It will still be approximately 3 weeks before the cubs venture out of the den on their own and two to three months before the pair will be out on exhibit. Keepers will continue to monitor the cubs’ growth by weighing them and using photo documentation.
“We are very excited with Masaya and Mulac’s new additions and look forward to them being out for guests to see,” said Kerry Sweeney, Curator of Animals.
This is the fourth litter of cubs for Masaya. Her first cub, Nindiri, resides at the San Diego Zoo. Phil and Jean followed and now reside at the Chattanooga Zoo, and Saban, who just turned 2, lives at the Jacksonville Zoo.

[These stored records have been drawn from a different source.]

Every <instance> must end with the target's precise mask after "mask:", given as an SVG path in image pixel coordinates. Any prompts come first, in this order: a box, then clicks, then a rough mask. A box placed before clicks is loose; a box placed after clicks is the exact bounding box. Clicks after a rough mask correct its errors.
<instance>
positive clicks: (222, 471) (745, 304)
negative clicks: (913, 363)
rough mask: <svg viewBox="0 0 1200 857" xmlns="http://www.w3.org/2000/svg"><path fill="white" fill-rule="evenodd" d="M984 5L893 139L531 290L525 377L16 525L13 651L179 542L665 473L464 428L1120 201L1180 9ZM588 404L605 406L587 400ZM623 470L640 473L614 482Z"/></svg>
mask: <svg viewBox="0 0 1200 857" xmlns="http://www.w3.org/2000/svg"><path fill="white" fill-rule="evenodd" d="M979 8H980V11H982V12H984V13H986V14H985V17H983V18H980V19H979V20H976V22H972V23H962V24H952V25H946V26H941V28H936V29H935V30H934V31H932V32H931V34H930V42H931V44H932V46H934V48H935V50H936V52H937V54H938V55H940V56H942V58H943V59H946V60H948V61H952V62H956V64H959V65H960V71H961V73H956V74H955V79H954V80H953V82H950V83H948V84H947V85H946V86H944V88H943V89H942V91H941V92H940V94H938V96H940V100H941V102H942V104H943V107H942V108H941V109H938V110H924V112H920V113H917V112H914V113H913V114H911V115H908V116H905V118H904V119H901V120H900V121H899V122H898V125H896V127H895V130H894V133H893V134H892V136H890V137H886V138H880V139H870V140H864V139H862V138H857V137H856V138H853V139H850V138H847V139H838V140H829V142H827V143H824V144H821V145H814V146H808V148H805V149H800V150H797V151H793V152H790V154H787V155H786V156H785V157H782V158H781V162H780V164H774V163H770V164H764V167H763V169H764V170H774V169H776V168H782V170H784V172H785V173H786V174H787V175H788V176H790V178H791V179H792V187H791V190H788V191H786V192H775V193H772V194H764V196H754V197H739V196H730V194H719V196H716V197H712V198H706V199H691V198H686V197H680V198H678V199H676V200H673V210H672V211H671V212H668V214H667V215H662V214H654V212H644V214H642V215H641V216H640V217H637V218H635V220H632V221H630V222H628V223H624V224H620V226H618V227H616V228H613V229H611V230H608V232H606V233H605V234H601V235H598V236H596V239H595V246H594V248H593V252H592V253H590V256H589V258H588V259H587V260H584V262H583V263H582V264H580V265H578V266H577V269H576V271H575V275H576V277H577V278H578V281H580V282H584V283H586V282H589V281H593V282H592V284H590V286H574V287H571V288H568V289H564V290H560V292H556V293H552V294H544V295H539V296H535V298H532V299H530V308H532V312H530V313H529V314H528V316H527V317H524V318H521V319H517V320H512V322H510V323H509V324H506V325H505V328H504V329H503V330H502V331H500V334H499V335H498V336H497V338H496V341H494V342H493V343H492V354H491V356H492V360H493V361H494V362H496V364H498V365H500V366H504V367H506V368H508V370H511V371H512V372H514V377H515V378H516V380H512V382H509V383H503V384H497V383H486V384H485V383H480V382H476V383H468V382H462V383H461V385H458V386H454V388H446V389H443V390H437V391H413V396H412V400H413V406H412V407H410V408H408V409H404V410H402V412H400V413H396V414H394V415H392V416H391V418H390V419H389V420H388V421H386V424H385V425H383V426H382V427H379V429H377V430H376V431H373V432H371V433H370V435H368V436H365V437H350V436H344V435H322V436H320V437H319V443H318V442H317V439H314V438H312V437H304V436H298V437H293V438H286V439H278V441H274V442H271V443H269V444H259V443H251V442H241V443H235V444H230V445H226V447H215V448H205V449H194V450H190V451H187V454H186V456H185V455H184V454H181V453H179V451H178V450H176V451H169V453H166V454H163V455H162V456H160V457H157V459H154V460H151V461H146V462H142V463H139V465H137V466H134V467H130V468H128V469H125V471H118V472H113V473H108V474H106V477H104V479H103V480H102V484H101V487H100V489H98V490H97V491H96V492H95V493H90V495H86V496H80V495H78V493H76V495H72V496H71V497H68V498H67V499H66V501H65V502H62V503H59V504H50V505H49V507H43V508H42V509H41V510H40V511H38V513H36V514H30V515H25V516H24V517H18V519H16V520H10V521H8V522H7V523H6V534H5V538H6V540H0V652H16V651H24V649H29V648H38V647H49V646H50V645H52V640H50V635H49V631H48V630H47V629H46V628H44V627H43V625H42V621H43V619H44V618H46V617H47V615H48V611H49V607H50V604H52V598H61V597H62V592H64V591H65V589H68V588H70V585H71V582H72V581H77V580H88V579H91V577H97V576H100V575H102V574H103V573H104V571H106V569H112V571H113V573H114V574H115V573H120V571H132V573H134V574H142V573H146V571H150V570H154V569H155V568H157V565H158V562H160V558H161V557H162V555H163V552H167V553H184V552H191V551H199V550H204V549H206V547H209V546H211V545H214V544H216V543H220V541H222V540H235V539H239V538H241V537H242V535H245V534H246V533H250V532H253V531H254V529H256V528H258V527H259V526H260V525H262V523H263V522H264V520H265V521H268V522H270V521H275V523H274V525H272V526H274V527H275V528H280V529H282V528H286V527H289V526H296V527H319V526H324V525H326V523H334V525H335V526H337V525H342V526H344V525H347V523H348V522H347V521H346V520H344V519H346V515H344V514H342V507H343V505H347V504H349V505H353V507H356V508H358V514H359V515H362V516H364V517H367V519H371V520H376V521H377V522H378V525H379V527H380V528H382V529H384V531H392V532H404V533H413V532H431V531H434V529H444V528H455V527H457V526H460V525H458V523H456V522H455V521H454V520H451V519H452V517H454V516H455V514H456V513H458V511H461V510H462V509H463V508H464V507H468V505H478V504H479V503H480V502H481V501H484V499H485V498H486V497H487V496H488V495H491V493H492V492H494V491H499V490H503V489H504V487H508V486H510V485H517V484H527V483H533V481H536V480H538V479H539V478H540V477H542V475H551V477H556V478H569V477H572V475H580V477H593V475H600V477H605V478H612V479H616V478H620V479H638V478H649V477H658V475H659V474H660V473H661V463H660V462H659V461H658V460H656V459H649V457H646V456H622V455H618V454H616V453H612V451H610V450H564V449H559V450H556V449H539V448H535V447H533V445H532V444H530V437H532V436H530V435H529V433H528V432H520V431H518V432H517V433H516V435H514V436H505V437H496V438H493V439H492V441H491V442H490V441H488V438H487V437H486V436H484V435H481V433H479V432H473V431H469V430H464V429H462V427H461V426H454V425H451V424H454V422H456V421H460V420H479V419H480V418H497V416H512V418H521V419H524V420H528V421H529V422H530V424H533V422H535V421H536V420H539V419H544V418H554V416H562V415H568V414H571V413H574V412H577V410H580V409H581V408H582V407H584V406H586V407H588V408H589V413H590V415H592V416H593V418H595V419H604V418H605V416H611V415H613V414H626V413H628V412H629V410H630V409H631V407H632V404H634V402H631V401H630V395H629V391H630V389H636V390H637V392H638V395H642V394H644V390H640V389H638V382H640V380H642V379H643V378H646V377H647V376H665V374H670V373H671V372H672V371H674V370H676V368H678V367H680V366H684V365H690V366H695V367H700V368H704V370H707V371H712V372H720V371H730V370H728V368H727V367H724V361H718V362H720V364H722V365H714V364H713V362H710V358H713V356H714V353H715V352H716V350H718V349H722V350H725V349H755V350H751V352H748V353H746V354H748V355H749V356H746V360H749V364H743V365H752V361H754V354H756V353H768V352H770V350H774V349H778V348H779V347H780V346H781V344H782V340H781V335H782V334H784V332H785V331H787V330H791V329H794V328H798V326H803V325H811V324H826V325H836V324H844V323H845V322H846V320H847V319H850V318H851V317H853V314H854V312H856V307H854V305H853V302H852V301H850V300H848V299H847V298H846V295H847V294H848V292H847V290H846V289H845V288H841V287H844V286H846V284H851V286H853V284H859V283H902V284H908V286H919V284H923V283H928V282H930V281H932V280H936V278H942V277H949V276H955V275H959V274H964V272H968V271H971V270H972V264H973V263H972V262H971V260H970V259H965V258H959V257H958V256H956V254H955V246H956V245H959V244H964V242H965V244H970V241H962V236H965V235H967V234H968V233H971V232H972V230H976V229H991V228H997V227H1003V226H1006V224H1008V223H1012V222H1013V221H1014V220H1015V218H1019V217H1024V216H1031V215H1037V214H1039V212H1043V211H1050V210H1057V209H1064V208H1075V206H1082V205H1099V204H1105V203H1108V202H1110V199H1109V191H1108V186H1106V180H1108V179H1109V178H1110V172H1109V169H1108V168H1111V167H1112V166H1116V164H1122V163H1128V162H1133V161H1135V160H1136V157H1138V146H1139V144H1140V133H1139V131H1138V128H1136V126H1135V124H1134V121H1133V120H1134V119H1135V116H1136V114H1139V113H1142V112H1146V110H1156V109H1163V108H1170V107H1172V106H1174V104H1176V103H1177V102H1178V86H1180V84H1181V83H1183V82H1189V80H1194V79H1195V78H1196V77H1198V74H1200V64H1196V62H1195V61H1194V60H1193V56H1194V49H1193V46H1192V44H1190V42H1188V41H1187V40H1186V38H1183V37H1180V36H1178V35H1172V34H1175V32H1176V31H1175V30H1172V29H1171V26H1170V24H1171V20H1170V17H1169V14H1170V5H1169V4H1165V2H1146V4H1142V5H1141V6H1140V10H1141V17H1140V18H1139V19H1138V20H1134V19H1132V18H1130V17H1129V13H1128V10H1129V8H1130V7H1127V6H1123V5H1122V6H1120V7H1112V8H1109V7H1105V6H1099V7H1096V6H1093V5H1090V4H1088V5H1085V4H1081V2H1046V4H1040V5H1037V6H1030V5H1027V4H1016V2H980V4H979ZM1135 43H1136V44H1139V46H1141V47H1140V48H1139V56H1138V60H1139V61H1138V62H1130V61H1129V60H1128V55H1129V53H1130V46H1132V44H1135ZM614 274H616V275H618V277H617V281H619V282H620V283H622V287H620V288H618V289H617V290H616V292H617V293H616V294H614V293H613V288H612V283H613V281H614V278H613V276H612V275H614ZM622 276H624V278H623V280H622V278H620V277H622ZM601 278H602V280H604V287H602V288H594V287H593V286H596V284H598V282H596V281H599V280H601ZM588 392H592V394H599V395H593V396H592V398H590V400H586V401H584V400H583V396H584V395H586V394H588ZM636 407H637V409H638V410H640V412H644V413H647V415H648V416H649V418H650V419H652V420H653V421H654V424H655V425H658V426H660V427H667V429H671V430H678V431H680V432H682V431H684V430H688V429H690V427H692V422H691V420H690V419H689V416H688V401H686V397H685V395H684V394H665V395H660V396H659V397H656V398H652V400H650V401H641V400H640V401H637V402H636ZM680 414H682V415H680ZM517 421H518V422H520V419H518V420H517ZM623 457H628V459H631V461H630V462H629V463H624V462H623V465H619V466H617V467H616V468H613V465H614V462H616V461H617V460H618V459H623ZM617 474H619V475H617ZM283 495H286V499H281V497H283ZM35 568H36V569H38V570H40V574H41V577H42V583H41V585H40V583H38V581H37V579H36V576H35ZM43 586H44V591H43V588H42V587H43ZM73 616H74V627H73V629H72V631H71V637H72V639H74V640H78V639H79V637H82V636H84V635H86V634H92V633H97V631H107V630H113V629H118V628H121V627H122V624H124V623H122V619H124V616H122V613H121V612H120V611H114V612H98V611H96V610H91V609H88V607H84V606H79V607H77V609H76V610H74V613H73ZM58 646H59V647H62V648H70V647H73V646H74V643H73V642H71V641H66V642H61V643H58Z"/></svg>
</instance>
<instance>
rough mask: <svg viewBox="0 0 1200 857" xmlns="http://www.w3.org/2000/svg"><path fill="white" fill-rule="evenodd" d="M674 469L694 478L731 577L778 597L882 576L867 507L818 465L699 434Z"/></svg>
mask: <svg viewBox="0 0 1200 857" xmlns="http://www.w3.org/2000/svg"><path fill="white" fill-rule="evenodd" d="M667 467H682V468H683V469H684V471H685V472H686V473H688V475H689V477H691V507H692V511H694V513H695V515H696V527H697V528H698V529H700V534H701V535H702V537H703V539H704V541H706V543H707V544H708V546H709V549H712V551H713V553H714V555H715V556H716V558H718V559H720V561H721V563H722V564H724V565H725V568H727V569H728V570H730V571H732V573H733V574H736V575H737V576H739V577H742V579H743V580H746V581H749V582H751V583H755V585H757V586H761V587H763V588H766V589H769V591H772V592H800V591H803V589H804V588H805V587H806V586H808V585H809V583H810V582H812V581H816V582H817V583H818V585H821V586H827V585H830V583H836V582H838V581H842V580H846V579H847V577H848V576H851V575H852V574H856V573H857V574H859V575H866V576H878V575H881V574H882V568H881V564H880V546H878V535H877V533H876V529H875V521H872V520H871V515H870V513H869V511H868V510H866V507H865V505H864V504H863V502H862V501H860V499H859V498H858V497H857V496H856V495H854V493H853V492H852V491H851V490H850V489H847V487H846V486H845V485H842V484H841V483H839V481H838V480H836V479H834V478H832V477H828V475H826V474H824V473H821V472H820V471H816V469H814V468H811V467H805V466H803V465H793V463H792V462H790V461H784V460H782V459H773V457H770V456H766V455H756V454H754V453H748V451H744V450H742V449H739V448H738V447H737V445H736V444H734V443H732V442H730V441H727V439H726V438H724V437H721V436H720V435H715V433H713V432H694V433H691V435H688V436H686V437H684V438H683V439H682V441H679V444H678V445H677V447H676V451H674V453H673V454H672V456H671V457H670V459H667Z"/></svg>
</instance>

The last published Jaguar captive management plan (2010) noted there were 55 jaguars (23 males; 32 females) at 26 zoological institutions. The target population size designated by the Felid Taxon Advisory Group, the group designated with overseeing captive felines in Association of Zoos and
Aquariums facilities, is 120.
It is estimated that Jaguars have lost nearly 50 percent of their home range in the last 10 years. And, since Jaguars do not live in large populations and are constantly on the move, it is difficult to ascertain reliable population data. Jaguars are found in the dense forests and swampy grasslands of Central and South America. Known for swimming and climbing, Jaguars are carnivores and hunt deer, monkeys, tapirs, capybara, turtles and fish. Sexual maturity for these animals occurs at approximately three years of age and litters of one to four young are common. Jaguars can live up to 20 years in captivity.